The database suggests related words for traditional thesaurus topics, as well as hundreds of thousands of terms that are omitted from typical thesauri. It covers adjectives, like “happy,” “joyful,” “cheerful,” and over 300,000 additional nouns, such as “golf club,” “iron,” and “brassie.” It contains both closely similar words, akin to synonyms and near-synonyms – think “house,” “domicile,” and “lodge” – as well as items of the same type – “house,” “bungalow,” “villa” – and more distantly associated words: “house,” “quarter,” “dwell.” All relations have a decimal weight ranging from 1, being very similar, to 0, indicating a low confidence of association.

The motivation for Linguabase was the lack of an existing database that met the requirements for our language app projects. Describing English is notoriously expensive, requiring massive amounts of labor from highly educated, specialized talent. In 1985, Princeton began creating WordNet, an influential, large-scale Open Source language database. This electronic reference was first published in 1991. WordNet and related projects, like Framenet and VerbNet, are a mainstay of natural language processing research. While WordNet is included in the IDEA Linguabase, it is of limited use as its intention is to define sets of related terms rather than act as a thesaurus.

Project activities

The IDEA Linguabase combines several publicly available sources in a unique way, and adds our own lexicographic work.

Some steps in our process required an intense amount of computing time and power. A single desktop computer could process each pool of text in 5 to 10 minutes, not including testing and refinements; it would have taken over a decade of computing time to analyze all the words. To accelerate this process, we used hundreds of thousands of hours of supercomputer power from the NSF-funded Extreme Science and Engineering Discovery Environment (XSEDE), grant #IRI130011. Using their supercomputer, we were able to spread this workload across thousands of processing cores, yielding over 30 million ranked word relationships in a matter of days.

The heart of the database is a word list, with definitions, based on crowdsourced content. We included words, compound words, and idioms from Wiktionary, as well as major encyclopedic terms from Wikipedia, to create our unabridged dictionary.

We then analyzed several dozen free, open source, and commercial thesauri, including WordNet, the NASA Thesaurus, and data from the National Library of Medicine and the Library of Congress. These sources helped us find over a million word relationships.

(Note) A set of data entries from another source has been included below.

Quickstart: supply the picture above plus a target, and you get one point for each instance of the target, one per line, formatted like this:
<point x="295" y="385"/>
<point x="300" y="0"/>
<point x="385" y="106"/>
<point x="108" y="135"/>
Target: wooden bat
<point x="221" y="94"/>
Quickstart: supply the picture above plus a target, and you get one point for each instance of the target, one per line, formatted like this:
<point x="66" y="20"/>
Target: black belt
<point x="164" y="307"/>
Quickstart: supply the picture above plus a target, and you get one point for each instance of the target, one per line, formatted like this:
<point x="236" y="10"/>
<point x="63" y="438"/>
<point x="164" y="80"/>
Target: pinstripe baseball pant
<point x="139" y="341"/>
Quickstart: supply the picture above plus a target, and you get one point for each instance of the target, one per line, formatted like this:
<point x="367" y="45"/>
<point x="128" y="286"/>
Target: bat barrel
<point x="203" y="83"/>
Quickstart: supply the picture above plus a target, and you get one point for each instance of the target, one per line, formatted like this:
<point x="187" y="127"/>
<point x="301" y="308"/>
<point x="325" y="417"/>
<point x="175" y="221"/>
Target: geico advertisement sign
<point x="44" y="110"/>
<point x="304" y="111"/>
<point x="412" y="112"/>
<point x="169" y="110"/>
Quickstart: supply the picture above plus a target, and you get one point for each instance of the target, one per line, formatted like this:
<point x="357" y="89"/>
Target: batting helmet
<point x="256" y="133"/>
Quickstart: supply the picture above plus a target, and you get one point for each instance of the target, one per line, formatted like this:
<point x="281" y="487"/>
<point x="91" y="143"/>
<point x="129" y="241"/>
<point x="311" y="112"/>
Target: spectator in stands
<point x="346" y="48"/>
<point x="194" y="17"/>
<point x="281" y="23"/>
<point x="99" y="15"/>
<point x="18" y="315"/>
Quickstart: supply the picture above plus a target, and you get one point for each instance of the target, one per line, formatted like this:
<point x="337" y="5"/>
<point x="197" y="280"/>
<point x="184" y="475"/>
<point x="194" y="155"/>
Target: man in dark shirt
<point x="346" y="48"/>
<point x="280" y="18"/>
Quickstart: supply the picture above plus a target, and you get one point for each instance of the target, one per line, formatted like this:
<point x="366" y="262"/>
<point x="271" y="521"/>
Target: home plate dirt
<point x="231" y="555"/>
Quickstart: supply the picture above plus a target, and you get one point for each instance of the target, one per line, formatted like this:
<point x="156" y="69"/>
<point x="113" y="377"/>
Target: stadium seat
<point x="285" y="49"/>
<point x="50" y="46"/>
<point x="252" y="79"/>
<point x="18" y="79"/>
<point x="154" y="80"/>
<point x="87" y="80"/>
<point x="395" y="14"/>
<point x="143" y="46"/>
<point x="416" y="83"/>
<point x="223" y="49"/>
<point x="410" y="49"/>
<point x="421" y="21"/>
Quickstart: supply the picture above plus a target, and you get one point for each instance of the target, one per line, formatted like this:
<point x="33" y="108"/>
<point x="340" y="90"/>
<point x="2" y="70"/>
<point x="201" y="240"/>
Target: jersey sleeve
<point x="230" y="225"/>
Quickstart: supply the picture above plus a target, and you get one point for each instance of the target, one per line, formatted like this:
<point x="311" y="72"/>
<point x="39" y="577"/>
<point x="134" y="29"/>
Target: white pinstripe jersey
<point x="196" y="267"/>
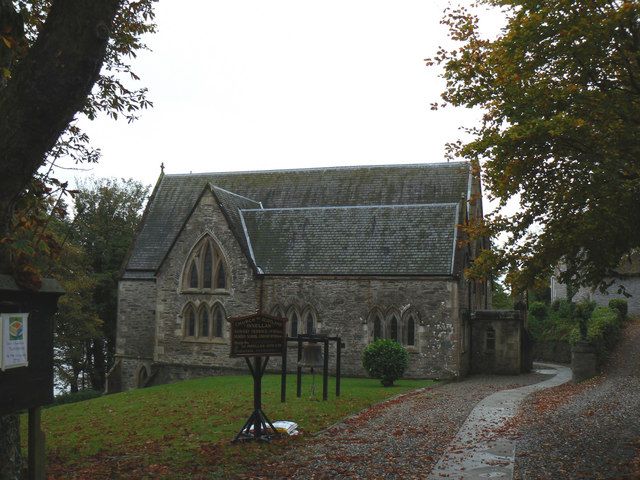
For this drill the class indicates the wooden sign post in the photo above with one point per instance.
(26, 358)
(259, 336)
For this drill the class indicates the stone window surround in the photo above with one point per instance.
(196, 258)
(403, 320)
(301, 314)
(197, 309)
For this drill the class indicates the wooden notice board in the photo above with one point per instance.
(257, 335)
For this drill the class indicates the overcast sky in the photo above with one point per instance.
(253, 85)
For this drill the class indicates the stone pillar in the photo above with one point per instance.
(583, 361)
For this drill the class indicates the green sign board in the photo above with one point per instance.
(13, 340)
(257, 335)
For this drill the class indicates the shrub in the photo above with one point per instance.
(386, 360)
(538, 310)
(603, 331)
(620, 305)
(565, 309)
(80, 396)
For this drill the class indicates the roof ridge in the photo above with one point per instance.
(344, 207)
(308, 169)
(235, 194)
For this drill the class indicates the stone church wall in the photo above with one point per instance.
(343, 307)
(241, 299)
(136, 327)
(151, 325)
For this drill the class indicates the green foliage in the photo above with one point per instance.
(116, 92)
(538, 310)
(385, 359)
(603, 331)
(76, 397)
(556, 324)
(621, 306)
(107, 215)
(188, 426)
(500, 299)
(560, 93)
(564, 320)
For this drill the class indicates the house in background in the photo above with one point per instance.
(356, 252)
(627, 274)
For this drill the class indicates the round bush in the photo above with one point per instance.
(538, 310)
(620, 305)
(386, 360)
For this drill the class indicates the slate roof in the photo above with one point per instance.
(370, 240)
(176, 196)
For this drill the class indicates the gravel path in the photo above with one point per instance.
(398, 439)
(589, 430)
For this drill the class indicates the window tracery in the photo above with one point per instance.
(205, 268)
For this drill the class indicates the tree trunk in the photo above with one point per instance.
(47, 88)
(98, 372)
(10, 459)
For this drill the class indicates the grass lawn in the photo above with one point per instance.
(183, 430)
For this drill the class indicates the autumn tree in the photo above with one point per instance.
(57, 58)
(560, 134)
(107, 213)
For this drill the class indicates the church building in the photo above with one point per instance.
(358, 252)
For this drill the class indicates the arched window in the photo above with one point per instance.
(393, 328)
(377, 326)
(218, 321)
(277, 311)
(411, 330)
(293, 320)
(189, 318)
(221, 276)
(205, 268)
(203, 320)
(409, 322)
(310, 323)
(193, 275)
(490, 339)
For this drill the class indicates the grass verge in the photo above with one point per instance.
(183, 430)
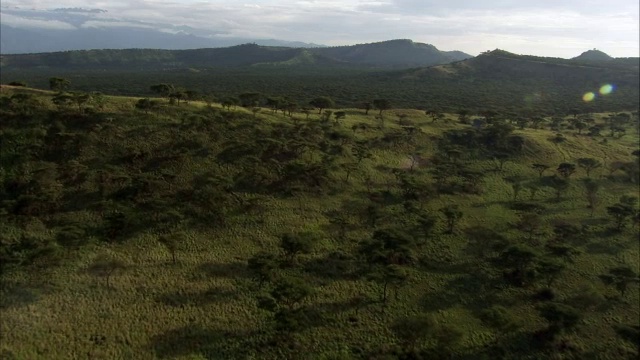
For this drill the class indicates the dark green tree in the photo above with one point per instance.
(588, 164)
(381, 105)
(620, 277)
(263, 265)
(620, 213)
(59, 84)
(322, 103)
(295, 244)
(560, 317)
(452, 214)
(566, 170)
(540, 168)
(106, 266)
(164, 90)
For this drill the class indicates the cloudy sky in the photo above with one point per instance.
(562, 28)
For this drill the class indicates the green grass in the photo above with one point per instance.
(205, 305)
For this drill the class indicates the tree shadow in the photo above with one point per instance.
(197, 340)
(229, 270)
(333, 266)
(198, 298)
(473, 291)
(600, 247)
(16, 294)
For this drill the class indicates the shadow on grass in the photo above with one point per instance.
(229, 270)
(473, 291)
(15, 294)
(604, 247)
(182, 298)
(197, 340)
(334, 266)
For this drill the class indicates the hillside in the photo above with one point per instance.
(398, 53)
(148, 229)
(393, 53)
(593, 56)
(498, 80)
(31, 40)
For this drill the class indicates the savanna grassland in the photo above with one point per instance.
(154, 229)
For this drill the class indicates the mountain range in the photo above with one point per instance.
(387, 54)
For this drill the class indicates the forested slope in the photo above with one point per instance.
(136, 228)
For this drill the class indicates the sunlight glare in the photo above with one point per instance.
(606, 89)
(590, 96)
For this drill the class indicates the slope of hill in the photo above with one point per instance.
(593, 55)
(535, 82)
(185, 231)
(24, 41)
(400, 53)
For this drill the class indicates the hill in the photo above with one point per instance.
(147, 229)
(399, 53)
(593, 55)
(496, 80)
(393, 53)
(24, 41)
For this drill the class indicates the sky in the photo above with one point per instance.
(558, 28)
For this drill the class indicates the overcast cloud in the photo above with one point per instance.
(543, 27)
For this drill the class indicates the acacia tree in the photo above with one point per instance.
(566, 170)
(366, 106)
(620, 277)
(285, 301)
(322, 103)
(560, 185)
(381, 105)
(540, 168)
(59, 84)
(294, 244)
(105, 266)
(164, 90)
(172, 243)
(560, 317)
(591, 191)
(620, 213)
(452, 215)
(263, 265)
(529, 223)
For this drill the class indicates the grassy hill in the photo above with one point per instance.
(200, 232)
(397, 53)
(496, 81)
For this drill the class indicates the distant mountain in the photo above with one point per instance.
(530, 82)
(593, 55)
(401, 52)
(24, 41)
(397, 54)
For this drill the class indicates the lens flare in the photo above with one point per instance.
(590, 96)
(606, 89)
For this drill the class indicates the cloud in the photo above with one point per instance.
(22, 22)
(542, 27)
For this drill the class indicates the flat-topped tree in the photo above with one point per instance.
(59, 84)
(560, 317)
(588, 164)
(382, 105)
(620, 277)
(540, 168)
(294, 244)
(452, 215)
(249, 99)
(321, 103)
(164, 90)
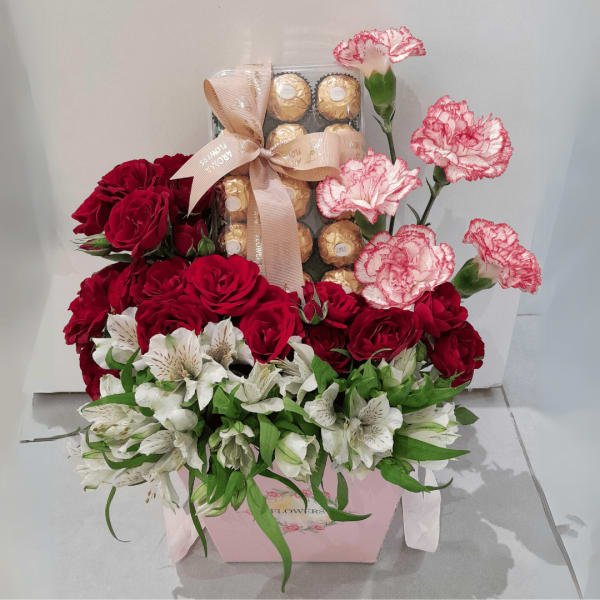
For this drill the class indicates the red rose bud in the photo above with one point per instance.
(381, 334)
(440, 310)
(469, 280)
(457, 352)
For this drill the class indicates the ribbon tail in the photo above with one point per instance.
(272, 229)
(421, 514)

We sought to capture a foundation of broader associations, like the connection between “horse” and “stable” or “cat” and “meow.” To do this, we built a large corpus of English prose from multiple genres. For each of our terms, we extracted a pool of matching sentences and paragraphs. We then used topic modeling to discover abstract topics in collections of text. These topic models examined the statistics of words in each collection, revealing clusters of words likely to appear together.

In addition to natural language processing, we conducted new lexicographic work focused on cultural expansiveness. We defined thousands of groups of related terms, from denominations of Christianity to human bones to high-pitched sounds, that go beyond synonyms. We identified thousands of definitions and relationships for the most common words in English (so-called stopwords), which are typically omitted from word databases. We made a comprehensive list of vulgar and offensive terms, and identified thousands of antonym pairs. We subjected our work to intense editorial review to catch errors from the natural language processing, such as those caused by compound words (e.g., “New York,” which was broken into “New” and “York”) or errors from faulty optical character recognition. This work expanded the word relationships for more than 80,000 terms, while also fixing thousands of errors.

In order to identify words that are often used together (so-called collocations), we built on the data provided by Google’s NGrams project, which is their analysis of data from over 5 million scanned books. We identified common usages and provided words that typically precede and follow a given term.

We analyzed phonetic sounds to produce rhymes, identify word families, and generate various forms of wordplay, such as words with common starting or ending letters, words whose letters appear as part of or contain other words, and words with curious letter patterns.

Finally, we used artificial intelligence for fine tuning and to create validation datasets used to build on current and future generations of generative AI.

Our research created the Linguabase engine for our language-related mobile apps, but we are also interested in ideas that other developers or publishers may have for our database.